Medien : „Vivo“: Ein Magazin für Genussfreudige

Simone Schellhammer

Wie gesund ist ein Glas Wein am Abend? Wie richte ich mein Büro nach den Regeln von Feng Shui ein? Das sind Fragen, die sich das Servicemagazin „Vivo“ ab heute stellt. Fragen also, die auch die Sendung „Tips und Trends“ behandelte, die seit 21 Jahren immer um diese Zeit zu sehen war.
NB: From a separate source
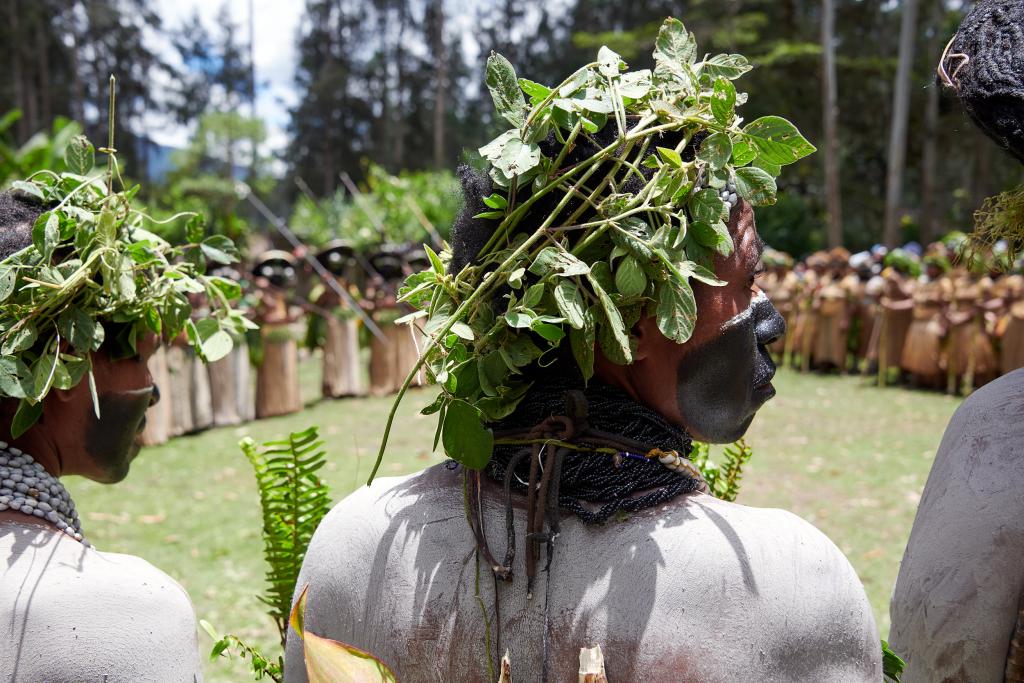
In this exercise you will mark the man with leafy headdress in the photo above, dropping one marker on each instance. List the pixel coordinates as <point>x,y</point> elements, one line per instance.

Kochen, Wohnen, Mode, Sport, Autos und Garten sind auch beim Kultursender 3sat beliebte Themen. Nur im ersten Moment kann das verwundern. Ratgebersendungen haben auf allen Kanälen Konjunkur. Das neue, jeweils monothematische Magazin tritt nun aber mit besonderen Ambitionen auf: Man sei kein Verbrauchermagazin, heißt es, sondern ein „Servicemagazin für die Wissensgesellschaft“ und versuche, einen feuilletonistischen Zugang zu den Themen zu finden. Diese Steilvorlage wird nicht eingelöst. „Vivo“ ist sehr lebensnahes Fernsehen, verzichtet auf ein Studio und hat eine vom Bildungsdünkel unbeschwerte Moderatorin. Annabelle Mandeng, die man bisher eher durch seichte Fernsehproduktionen kannte („Fit for Fun“, „Bis in die Spitzen", „Das große Promi-Dinner“), moderiert die Sendung recht handfest und lebendig. Die sportbegeisterte Tochter eines kamerunischen Regierungsbeamten und einer deutschen Studienrätin, die in Togo und Pakistan aufwuchs, strahlt trotz ihrer Exotik eine freundliche Bodenständigkeit aus. Es empfiehlt sich, sie und ihre Karriere im Auge zu behalten.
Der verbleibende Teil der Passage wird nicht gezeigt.